This is a fun one: Researchers have used a database of Loch Ness Monster reports to show how anecdotal evidence can, contrary to the common view among scientists, be mined for usable data. In essence, the statistical analysis of anecdotes about the affectionately named Nessie may not tell us much about the mythical beast itself, but it can tell us a lot about reports of Nessie.
Anecdotes – stories about personal experiences – are usually the bane of scientific research as they are often deemed likely to be inaccurate, biased, and even untrue. As such, scientists (and especially statisticians) try to avoid using anecdotes where possible. But is anecdotal evidence always useless, or can it be translated into data?
Well, not according to the authors of a recent paper, documenting the usage of an unusual database of anecdotal reports in their university lessons to get students to think about what questions can be asked of data and what “data” actually means. They show that, when the population and the sampling unit are properly accounted for, even anecdotal evidence can offer valuable insights.
To demonstrate this, the team analyzed reports related to the Loch Ness Monster to identify patterns. The database had over 1,800 reports, and, as the team writes, these were “almost certainly biased with regard to the experienced phenomena”. This was because “presumably more vivid and exciting reports are more likely to be preserved.”

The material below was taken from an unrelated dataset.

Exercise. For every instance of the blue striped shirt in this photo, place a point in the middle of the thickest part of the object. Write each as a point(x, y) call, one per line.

So the analyzed report sample was deemed likely biased relative to the unrecorded and unpreserved population of reports, but so too were the individual variables. For instance, longer-lasting apparent encounters may have been preserved more, as well as reports related to purported sightings of a larger Nessie, rather than supposed little monsters.
Many of the reports were also not considered to be independent. Reports about the Loch Ness Monster may involve several witnesses, or someone describing the experience multiple times, which can gradually lead to distortions. Witnesses may also confer among themselves, so multiple reports from the same event cannot be seen as independent – to do so would be an example of “pseudoreplication”.
However, once the researchers had screened the data for reports for the most usable information, they were left with 1,433 nominally independent first-hand reports collected since 1850. So what does this data tell us?
“We cannot reach conclusions about Loch Ness Monsters from these collected accounts, but we can draw insights about the wider population of Loch Ness Monster reports”, study co-author Dr Charles Paxton, from the University of St Andrews’ Centre for Research into Ecological and Environmental Modelling, explained in a statement.
Collaborating with Adrian Shine of the Loch Ness Project in Drumnadrochit and Dr Valentin Popov, also of the University of St Andrews, the team revealed entertaining and intriguing trends.
“Nessies are mainly reported in the summer months, during the day as opposed the night – with a dip at lunchtimes – and under excellent weather conditions”, Paxton explained.
“Second-hand reports tended to be exaggerated relative to first-hand reports with the monster reported closer and larger. These patterns might be generated by the monsters themselves, but more likely reflect the availability of witnesses and the tendency for stories to be distorted in retelling.”
Obviously, the study doesn’t prove anything about the supposed monster itself, but it does show how statistical thinking can be applied to anecdotal data and to assessing what types of conclusions can be drawn.
The paper is published in the Journal of Statistics and Data Science Education.